I’ve been reading a book of Wendell Berry’s essays, and I came across one that hasn’t let go of me.
In his essay, “Think Little”, Berry compares the major movements that have occupied our nation in recent decades — civil rights, the peace movement, the environment — and makes the claim that they all stem from the same root.
War and oppression and pollution are not separate issues, but are different aspects of the same issue.
The mentality that exploits and destroys the natural environment is the same that abuses racial and economic minorities, … that makes war against peasants and women and children with the indifference of technology …
He goes on to say that we would be fools to believe we could solve only one of those problems without tackling all of the others.
Part of the problem we have historically run into when trying to solve these issues is that we tend to turn them into a Cause.
When we turn a problem into a Cause, we simplify a complex matter and attempt to power our response by impatience, guilt, and short-term enthusiasm.
When we turn a problem into a Cause, we turn it into something that is “served by organizations that will self-righteously criticize and condemn other organizations, inflated for awhile by a lot of public talk in the media, only to be replaced in its turn by another fashionable crisis.”
Public responsibility is absolutely part of the solution — we should continue to bother the government and not allow them to be comfortable with easy solutions — but we must go beyond protest and political action.
Rather than attempting to increase government, reaching for change through a program or a law, we could do a completely crazy thing.
We could first begin solving the problem ourselves.
If you are worried about the damming of wilderness rivers, join the Sierra club, write to the government, but (also) turn off the lights you’re not using, don’t install an air-conditioner, don’t be a sucker for electrical gadgets, don’t waste water.
It is easier to protest, easier to contact our representatives, than to give up our own comforts for the Cause.
Of course we need better government, but more than that we need better minds, better friendships, better marriages, better communities.
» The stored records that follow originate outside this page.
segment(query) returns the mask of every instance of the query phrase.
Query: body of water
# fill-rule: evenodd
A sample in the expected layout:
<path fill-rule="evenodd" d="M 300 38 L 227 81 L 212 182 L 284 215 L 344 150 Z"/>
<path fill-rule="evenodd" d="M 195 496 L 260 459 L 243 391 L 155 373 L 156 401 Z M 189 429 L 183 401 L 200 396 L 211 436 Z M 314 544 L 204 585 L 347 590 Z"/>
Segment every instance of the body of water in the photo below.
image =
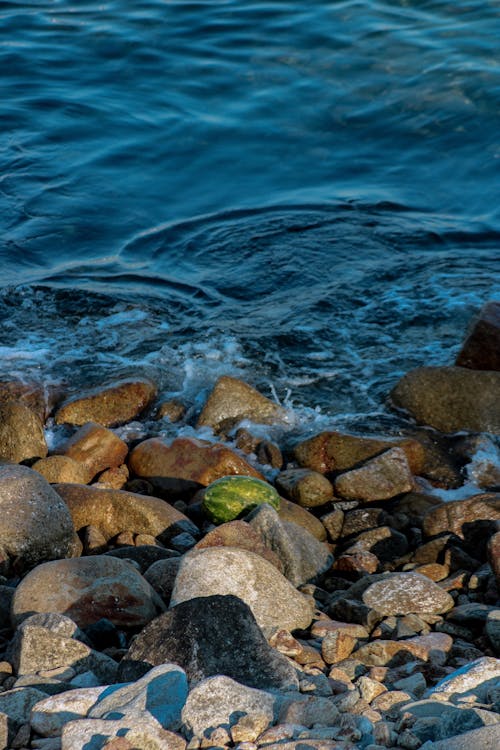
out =
<path fill-rule="evenodd" d="M 398 429 L 500 291 L 499 39 L 496 0 L 0 1 L 0 377 Z"/>

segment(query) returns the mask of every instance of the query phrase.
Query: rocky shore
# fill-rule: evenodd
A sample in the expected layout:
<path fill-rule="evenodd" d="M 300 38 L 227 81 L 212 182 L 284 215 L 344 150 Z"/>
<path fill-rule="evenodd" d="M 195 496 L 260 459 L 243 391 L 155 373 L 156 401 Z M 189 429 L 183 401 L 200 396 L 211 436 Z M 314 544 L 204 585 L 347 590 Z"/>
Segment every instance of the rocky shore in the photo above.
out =
<path fill-rule="evenodd" d="M 291 447 L 229 376 L 170 442 L 141 377 L 0 383 L 0 750 L 500 747 L 499 357 L 491 302 L 404 434 Z"/>

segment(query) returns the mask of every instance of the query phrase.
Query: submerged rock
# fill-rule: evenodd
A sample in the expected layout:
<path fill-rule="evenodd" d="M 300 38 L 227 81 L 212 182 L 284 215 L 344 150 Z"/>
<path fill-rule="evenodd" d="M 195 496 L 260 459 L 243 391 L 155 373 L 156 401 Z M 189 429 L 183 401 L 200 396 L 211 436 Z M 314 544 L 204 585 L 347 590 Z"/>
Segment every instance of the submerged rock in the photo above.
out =
<path fill-rule="evenodd" d="M 59 453 L 83 464 L 91 478 L 125 461 L 128 446 L 112 430 L 88 422 L 59 449 Z"/>
<path fill-rule="evenodd" d="M 500 370 L 500 302 L 483 305 L 455 364 L 474 370 Z"/>
<path fill-rule="evenodd" d="M 413 477 L 401 448 L 390 448 L 335 480 L 337 495 L 364 503 L 388 500 L 412 489 Z"/>
<path fill-rule="evenodd" d="M 255 688 L 298 688 L 293 667 L 269 646 L 236 596 L 189 599 L 150 622 L 123 658 L 120 679 L 136 679 L 165 662 L 183 667 L 191 683 L 223 674 Z"/>
<path fill-rule="evenodd" d="M 20 463 L 47 453 L 40 418 L 20 401 L 0 402 L 0 460 Z"/>
<path fill-rule="evenodd" d="M 418 367 L 391 392 L 394 405 L 441 432 L 500 434 L 500 372 Z"/>
<path fill-rule="evenodd" d="M 454 600 L 447 591 L 419 573 L 389 573 L 371 583 L 363 602 L 383 615 L 448 612 Z"/>
<path fill-rule="evenodd" d="M 331 483 L 318 471 L 288 469 L 276 477 L 277 488 L 304 508 L 325 505 L 333 499 Z"/>
<path fill-rule="evenodd" d="M 286 419 L 286 411 L 247 383 L 227 375 L 219 378 L 198 419 L 198 427 L 212 427 L 215 432 L 236 425 L 242 419 L 273 424 Z"/>

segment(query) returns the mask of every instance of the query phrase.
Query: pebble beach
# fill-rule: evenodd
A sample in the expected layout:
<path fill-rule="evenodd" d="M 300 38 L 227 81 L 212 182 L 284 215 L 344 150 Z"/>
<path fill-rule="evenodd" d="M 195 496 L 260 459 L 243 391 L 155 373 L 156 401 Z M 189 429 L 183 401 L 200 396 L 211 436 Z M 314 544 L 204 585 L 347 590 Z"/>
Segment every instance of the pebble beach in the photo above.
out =
<path fill-rule="evenodd" d="M 490 301 L 399 435 L 292 445 L 229 375 L 197 410 L 4 378 L 0 748 L 498 747 L 499 352 Z"/>

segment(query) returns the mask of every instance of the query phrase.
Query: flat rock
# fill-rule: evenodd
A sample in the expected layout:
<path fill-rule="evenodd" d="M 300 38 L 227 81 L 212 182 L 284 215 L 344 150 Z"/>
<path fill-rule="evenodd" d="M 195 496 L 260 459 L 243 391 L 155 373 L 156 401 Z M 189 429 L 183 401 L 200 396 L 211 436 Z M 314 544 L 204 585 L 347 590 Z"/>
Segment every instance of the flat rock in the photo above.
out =
<path fill-rule="evenodd" d="M 486 551 L 493 575 L 500 585 L 500 531 L 490 537 Z"/>
<path fill-rule="evenodd" d="M 123 464 L 128 445 L 112 430 L 88 422 L 60 447 L 59 453 L 84 464 L 92 478 L 105 469 Z"/>
<path fill-rule="evenodd" d="M 217 432 L 224 422 L 233 426 L 242 419 L 259 424 L 285 422 L 286 411 L 242 380 L 223 375 L 210 393 L 197 426 L 212 427 Z"/>
<path fill-rule="evenodd" d="M 157 497 L 76 484 L 56 484 L 54 489 L 66 503 L 75 529 L 93 526 L 106 541 L 122 531 L 150 534 L 161 542 L 183 531 L 199 533 L 183 513 Z"/>
<path fill-rule="evenodd" d="M 426 742 L 421 747 L 422 750 L 497 750 L 499 745 L 500 724 L 491 724 L 438 742 Z"/>
<path fill-rule="evenodd" d="M 500 370 L 500 302 L 483 305 L 455 364 L 473 370 Z"/>
<path fill-rule="evenodd" d="M 0 403 L 18 401 L 29 407 L 44 423 L 54 406 L 55 389 L 35 381 L 0 381 Z"/>
<path fill-rule="evenodd" d="M 307 628 L 312 605 L 274 565 L 248 550 L 209 547 L 184 555 L 171 606 L 200 596 L 233 594 L 264 631 Z"/>
<path fill-rule="evenodd" d="M 316 539 L 319 539 L 320 542 L 326 540 L 326 529 L 321 521 L 306 510 L 306 508 L 297 505 L 297 503 L 292 503 L 290 500 L 282 497 L 278 515 L 282 521 L 291 521 L 297 524 L 297 526 L 302 526 L 315 536 Z"/>
<path fill-rule="evenodd" d="M 20 401 L 0 402 L 0 459 L 20 463 L 47 453 L 39 417 Z"/>
<path fill-rule="evenodd" d="M 437 505 L 424 516 L 423 530 L 427 537 L 456 534 L 474 550 L 485 551 L 488 537 L 499 523 L 500 494 L 489 492 Z"/>
<path fill-rule="evenodd" d="M 266 547 L 277 555 L 283 574 L 294 586 L 315 578 L 333 562 L 327 545 L 302 526 L 282 520 L 267 503 L 255 508 L 247 521 Z"/>
<path fill-rule="evenodd" d="M 149 380 L 120 380 L 67 401 L 55 420 L 57 424 L 97 422 L 113 427 L 135 419 L 155 396 L 156 387 Z"/>
<path fill-rule="evenodd" d="M 278 555 L 266 547 L 261 535 L 246 521 L 229 521 L 209 531 L 195 545 L 195 549 L 205 547 L 239 547 L 260 555 L 283 572 L 283 564 Z"/>
<path fill-rule="evenodd" d="M 301 466 L 329 474 L 357 468 L 394 447 L 404 450 L 412 474 L 420 474 L 424 450 L 418 441 L 412 439 L 382 440 L 341 432 L 321 432 L 296 445 L 294 455 Z"/>
<path fill-rule="evenodd" d="M 500 373 L 419 367 L 391 392 L 394 405 L 441 432 L 500 433 Z"/>
<path fill-rule="evenodd" d="M 140 628 L 163 604 L 137 570 L 115 557 L 93 555 L 44 563 L 21 581 L 12 602 L 14 626 L 35 612 L 60 612 L 80 627 L 105 617 Z"/>
<path fill-rule="evenodd" d="M 42 737 L 60 736 L 65 724 L 75 719 L 84 719 L 107 685 L 67 690 L 60 695 L 51 695 L 35 703 L 31 710 L 30 723 Z"/>
<path fill-rule="evenodd" d="M 390 573 L 364 591 L 363 602 L 383 615 L 442 614 L 454 606 L 447 591 L 419 573 Z"/>
<path fill-rule="evenodd" d="M 160 438 L 144 440 L 131 451 L 129 467 L 136 476 L 149 479 L 155 486 L 161 486 L 162 479 L 177 479 L 207 487 L 216 479 L 233 474 L 263 479 L 248 461 L 227 446 L 194 438 L 177 438 L 171 445 Z"/>
<path fill-rule="evenodd" d="M 359 552 L 371 553 L 382 562 L 396 560 L 408 552 L 408 540 L 404 534 L 390 526 L 379 526 L 358 534 L 343 549 L 343 553 L 347 555 Z"/>
<path fill-rule="evenodd" d="M 275 696 L 240 685 L 230 677 L 208 677 L 189 693 L 182 711 L 187 736 L 203 737 L 215 727 L 229 729 L 242 716 L 264 714 L 268 724 L 275 717 Z"/>
<path fill-rule="evenodd" d="M 84 464 L 69 456 L 47 456 L 35 461 L 31 468 L 45 477 L 50 484 L 87 484 L 94 476 Z"/>
<path fill-rule="evenodd" d="M 33 687 L 0 692 L 0 738 L 3 734 L 4 741 L 12 741 L 16 729 L 29 722 L 32 707 L 42 698 L 45 694 Z M 7 742 L 3 747 L 8 747 Z"/>
<path fill-rule="evenodd" d="M 486 703 L 488 693 L 500 681 L 500 659 L 483 656 L 465 664 L 427 691 L 427 697 L 459 703 L 473 698 L 477 703 Z"/>
<path fill-rule="evenodd" d="M 114 740 L 114 743 L 111 740 Z M 121 740 L 121 746 L 116 740 Z M 123 746 L 123 742 L 128 744 Z M 113 748 L 114 744 L 114 748 Z M 186 742 L 149 713 L 123 719 L 77 719 L 64 725 L 61 750 L 185 750 Z"/>
<path fill-rule="evenodd" d="M 410 492 L 414 481 L 403 449 L 390 448 L 359 469 L 340 474 L 334 487 L 340 497 L 372 503 Z"/>
<path fill-rule="evenodd" d="M 67 506 L 36 471 L 0 465 L 0 560 L 17 569 L 73 553 L 74 527 Z"/>
<path fill-rule="evenodd" d="M 127 685 L 111 685 L 89 710 L 91 719 L 153 716 L 164 728 L 177 730 L 188 696 L 186 673 L 177 664 L 161 664 Z"/>
<path fill-rule="evenodd" d="M 446 633 L 429 633 L 401 641 L 375 640 L 353 651 L 352 658 L 366 666 L 397 667 L 414 659 L 445 663 L 453 639 Z"/>
<path fill-rule="evenodd" d="M 171 557 L 166 560 L 157 560 L 144 573 L 144 578 L 161 596 L 165 604 L 170 604 L 175 579 L 181 566 L 181 557 Z"/>
<path fill-rule="evenodd" d="M 500 609 L 493 609 L 486 618 L 485 633 L 495 654 L 500 656 Z"/>
<path fill-rule="evenodd" d="M 164 662 L 182 666 L 190 683 L 223 674 L 249 687 L 298 689 L 294 668 L 235 596 L 189 599 L 150 622 L 124 656 L 120 679 Z"/>

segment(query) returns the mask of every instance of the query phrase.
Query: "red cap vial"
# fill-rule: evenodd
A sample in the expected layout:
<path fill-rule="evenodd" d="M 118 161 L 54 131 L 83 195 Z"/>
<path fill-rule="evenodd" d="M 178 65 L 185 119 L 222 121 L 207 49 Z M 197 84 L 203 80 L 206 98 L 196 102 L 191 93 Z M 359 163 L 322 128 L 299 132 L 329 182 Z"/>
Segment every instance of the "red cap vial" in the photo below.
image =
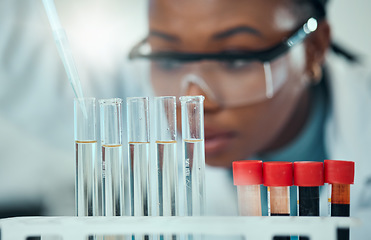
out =
<path fill-rule="evenodd" d="M 322 162 L 294 162 L 294 185 L 301 187 L 316 187 L 324 184 Z"/>
<path fill-rule="evenodd" d="M 234 185 L 263 184 L 263 167 L 260 160 L 235 161 L 233 166 Z"/>
<path fill-rule="evenodd" d="M 325 182 L 330 184 L 353 184 L 354 162 L 325 160 Z"/>
<path fill-rule="evenodd" d="M 264 162 L 263 182 L 264 186 L 285 187 L 292 186 L 292 163 L 291 162 Z"/>

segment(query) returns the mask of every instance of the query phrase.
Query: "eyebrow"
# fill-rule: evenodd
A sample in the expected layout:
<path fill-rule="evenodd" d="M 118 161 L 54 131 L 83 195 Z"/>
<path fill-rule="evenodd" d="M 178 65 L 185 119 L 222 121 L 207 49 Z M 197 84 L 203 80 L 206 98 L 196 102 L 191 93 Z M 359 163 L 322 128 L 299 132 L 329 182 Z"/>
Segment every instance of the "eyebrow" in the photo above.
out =
<path fill-rule="evenodd" d="M 223 32 L 219 32 L 219 33 L 215 34 L 213 36 L 213 38 L 217 39 L 217 40 L 220 40 L 220 39 L 228 38 L 228 37 L 231 37 L 233 35 L 242 34 L 242 33 L 250 33 L 250 34 L 253 34 L 253 35 L 261 35 L 261 33 L 258 30 L 256 30 L 255 28 L 248 27 L 248 26 L 238 26 L 238 27 L 234 27 L 234 28 L 228 29 L 228 30 L 223 31 Z M 167 34 L 167 33 L 158 31 L 158 30 L 151 30 L 149 32 L 148 36 L 149 37 L 151 37 L 151 36 L 152 37 L 159 37 L 159 38 L 165 39 L 165 40 L 170 41 L 170 42 L 178 42 L 179 41 L 178 37 L 173 36 L 171 34 Z"/>
<path fill-rule="evenodd" d="M 178 42 L 179 41 L 178 37 L 167 34 L 167 33 L 164 33 L 164 32 L 160 32 L 160 31 L 157 31 L 157 30 L 151 30 L 149 32 L 148 36 L 149 37 L 151 37 L 151 36 L 152 37 L 159 37 L 159 38 L 165 39 L 167 41 L 171 41 L 171 42 Z"/>
<path fill-rule="evenodd" d="M 248 26 L 238 26 L 238 27 L 234 27 L 234 28 L 228 29 L 226 31 L 217 33 L 213 36 L 213 38 L 220 40 L 220 39 L 224 39 L 224 38 L 231 37 L 233 35 L 241 34 L 241 33 L 250 33 L 250 34 L 253 34 L 253 35 L 261 35 L 261 32 L 259 32 L 255 28 L 248 27 Z"/>

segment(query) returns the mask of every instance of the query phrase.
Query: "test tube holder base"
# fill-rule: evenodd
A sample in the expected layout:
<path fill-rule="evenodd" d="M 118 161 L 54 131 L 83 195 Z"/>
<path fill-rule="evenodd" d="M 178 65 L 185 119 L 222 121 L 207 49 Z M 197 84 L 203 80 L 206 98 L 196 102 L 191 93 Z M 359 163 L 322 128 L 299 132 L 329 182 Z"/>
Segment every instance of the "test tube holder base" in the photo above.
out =
<path fill-rule="evenodd" d="M 305 235 L 311 240 L 335 240 L 337 228 L 352 228 L 360 220 L 348 217 L 15 217 L 0 220 L 0 240 L 59 236 L 83 240 L 89 235 L 195 234 L 244 236 L 271 240 L 277 235 Z"/>

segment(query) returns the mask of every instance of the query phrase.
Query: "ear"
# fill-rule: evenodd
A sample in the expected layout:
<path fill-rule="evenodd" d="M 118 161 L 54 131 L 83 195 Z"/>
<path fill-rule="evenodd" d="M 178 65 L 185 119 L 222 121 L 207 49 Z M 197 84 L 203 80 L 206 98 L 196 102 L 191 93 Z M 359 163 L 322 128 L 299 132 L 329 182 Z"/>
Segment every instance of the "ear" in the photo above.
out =
<path fill-rule="evenodd" d="M 330 26 L 327 20 L 323 20 L 318 25 L 317 30 L 305 41 L 307 60 L 306 73 L 315 81 L 320 81 L 322 77 L 320 69 L 325 61 L 326 52 L 330 47 L 330 32 Z"/>

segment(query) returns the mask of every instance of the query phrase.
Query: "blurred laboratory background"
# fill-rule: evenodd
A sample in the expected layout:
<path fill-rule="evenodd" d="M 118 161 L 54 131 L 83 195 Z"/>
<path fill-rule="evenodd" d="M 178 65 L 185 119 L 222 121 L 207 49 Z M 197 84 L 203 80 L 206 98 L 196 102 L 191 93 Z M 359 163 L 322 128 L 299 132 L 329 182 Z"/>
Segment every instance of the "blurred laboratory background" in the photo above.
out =
<path fill-rule="evenodd" d="M 129 49 L 146 0 L 55 0 L 85 96 L 143 94 Z M 333 39 L 370 65 L 371 1 L 332 0 Z M 0 218 L 74 215 L 73 91 L 41 0 L 0 0 Z"/>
We need people and families who don’t have to wait for an organization to lead the way, but can make necessary changes on their own.
When we turn the brokenness of this world into a Cause, we are pushed and pulled from one new focus of outrage to another.
When we root our understanding of what we see in our culture in the reality given by our Creator, however, even “amid the outcries for the liberation of this group or that, we will know that no person is free except in the freedom of other persons, and that our only real freedom is to know and faithfully occupy our place — a much humbler place than we have been taught to think — in the order of creation.”